A família do menino brasileiro que teve dois dedos mutilados em uma escola de Portugal vive um dos períodos mais difíceis desde que se mudou para o país. O caso, que inicialmente já era grave pela violência física sofrida pela criança, tornou-se ainda mais complexo pela sucessão de falhas relatadas após o incidente. O garoto de 9 anos segue em recuperação médica e agora também recebe apoio psicológico especializado. A família tenta lidar com o trauma, a falta de respostas oficiais e o sentimento de desamparo.
O episódio ocorreu na Escola Básica de Fonte Coberta, no distrito de Viseu. A mãe conta que o filho teve a mão presa na porta do banheiro durante um momento de conflito envolvendo outros alunos. As lesões foram tão profundas que a ponta de dois dedos acabou mutilada, exigindo atendimento de urgência, cirurgia e cuidados continuados. Segundo o relato da família, o menino já vinha sofrendo agressões frequentes e sinais de bullying dentro da escola, e o incidente que culminou na mutilação foi apenas o ápice de uma sequência de episódios ignorados.

A forma como o caso foi conduzido pela escola e pelas autoridades aumentou o sofrimento da família. A mãe afirma que não recebeu qualquer explicação formal da direção sobre o que realmente aconteceu, nem um pedido de desculpas. Ela relata que ninguém da escola entrou em contato para prestar apoio, esclarecer dúvidas ou oferecer acompanhamento. Nem mesmo os pais das crianças envolvidas buscaram a família. O silêncio institucional agravou a sensação de descaso e aumentou a suspeita de que o episódio estaria sendo tratado como algo secundário.
A falta de acolhimento também se estendeu ao atendimento policial. Ao procurar ajuda, a mãe afirma que recebeu um atendimento precário e pouco sensível à gravidade do caso. O menino, mesmo ferido e assustado, teve de reviver o que aconteceu em ambiente que, segundo a mãe, não ofereceu suporte emocional adequado.

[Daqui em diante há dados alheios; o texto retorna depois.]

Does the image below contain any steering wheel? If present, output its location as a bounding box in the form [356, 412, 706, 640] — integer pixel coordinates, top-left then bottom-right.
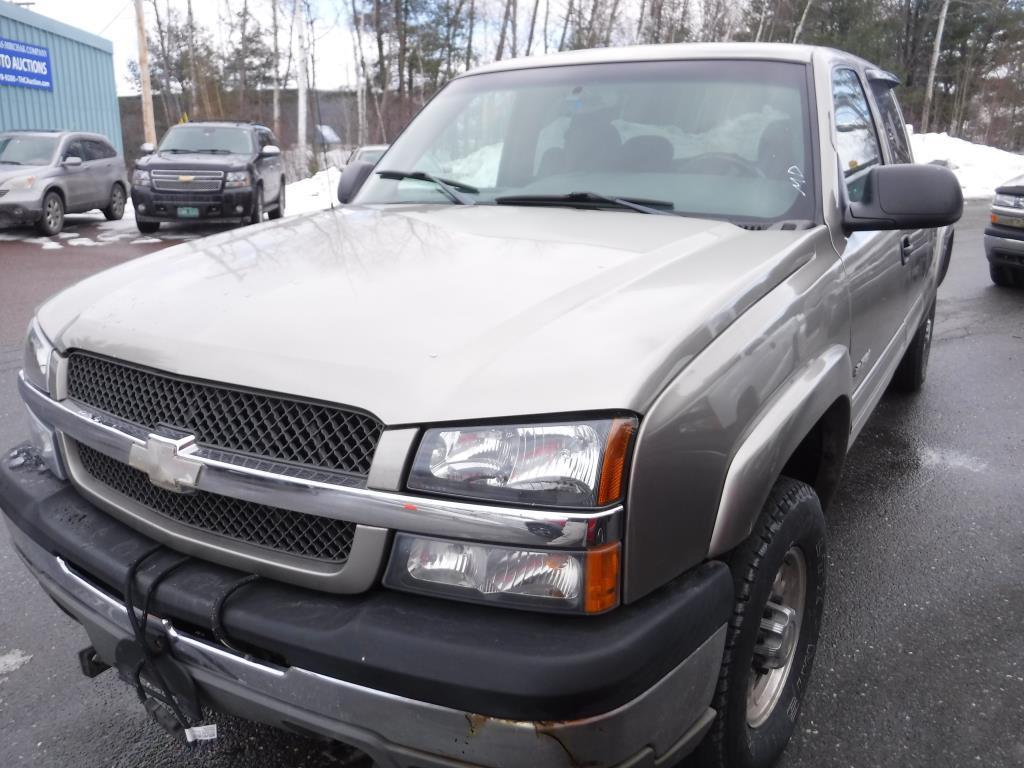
[676, 152, 765, 178]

A ausência de orientação clara sobre procedimentos legais deixou a família desamparada num momento em que esperava uma resposta rápida e humanizada.
Enquanto isso, a escola seguiu sua rotina habitual. Dois dias após o ocorrido, realizou uma festa sem qualquer menção ao acidente, o que para a família soou como um gesto de total indiferença. O contraste entre a dor enfrentada pelo menino e a normalidade com que a escola tratou o episódio reforçou a sensação de invisibilidade e negligência.

Diante do silêncio das autoridades escolares, a família buscou ajuda jurídica. Advogados portugueses se disponibilizaram para acompanhar o caso e orientar os próximos passos. A mãe deseja que o episódio seja apurado com rigor, que haja responsabilização e que medidas concretas sejam tomadas para garantir segurança e proteção a outras crianças, especialmente alunos estrangeiros que, como o filho, enfrentam vulnerabilidade adicional.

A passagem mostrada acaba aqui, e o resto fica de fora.